= The Five Mysteries Program =

The Five Mysteries Program is an audience participation radio series broadcast on the Mutual Broadcasting System August 10, 1947 – March 27, 1950. In 1947-48 it aired on Sundays at 2 p.m.

Such mysteries were produced and syndicated (1945–48) to individual local radio stations as a "barter-trade" program to sell advertising to local merchants or trade the advertising announcements for goods, services or premiums, such as prizes awarded to listeners in radio station contests or promotions. To facilitate personalizing the shows to individual stations and insert the local ads, the producers put musical interludes in the shows with enough time for a local announcer to introduce the episode, present the advertiser's message and wrap things up with other local information.
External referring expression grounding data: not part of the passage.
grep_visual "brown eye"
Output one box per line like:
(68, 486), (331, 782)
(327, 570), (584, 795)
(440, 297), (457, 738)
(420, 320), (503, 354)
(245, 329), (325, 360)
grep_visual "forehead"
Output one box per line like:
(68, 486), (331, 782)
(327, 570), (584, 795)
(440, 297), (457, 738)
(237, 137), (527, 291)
Each 30-minute episode featured five mini-mysteries dramatized with actors, organ music and sound effects. Solutions to each mystery were then suggested by a panel of listeners and studio guests. The panelists sometimes shared a common background; for example, on the April 14, 1949 program, the amateur sleuths were gas industry officials.

Cast members included Jackson Beck, Staats Cotsworth, Michael Fitzmaurice, Timmy Hyler, Abby Lewis, Frank Lovejoy and Ian MacAllister. Organist Rosa Rio provided the music.

While the premise was simple, the mysteries were well written, requiring some thought to come up with the right answer. Similar to the Ellery Queen's Minute Mysteries, one listened to the story, evaluated the clues, and at the conclusion, matched wits with the sleuths to correctly identify the suspect. It was one of the few interactive radio shows.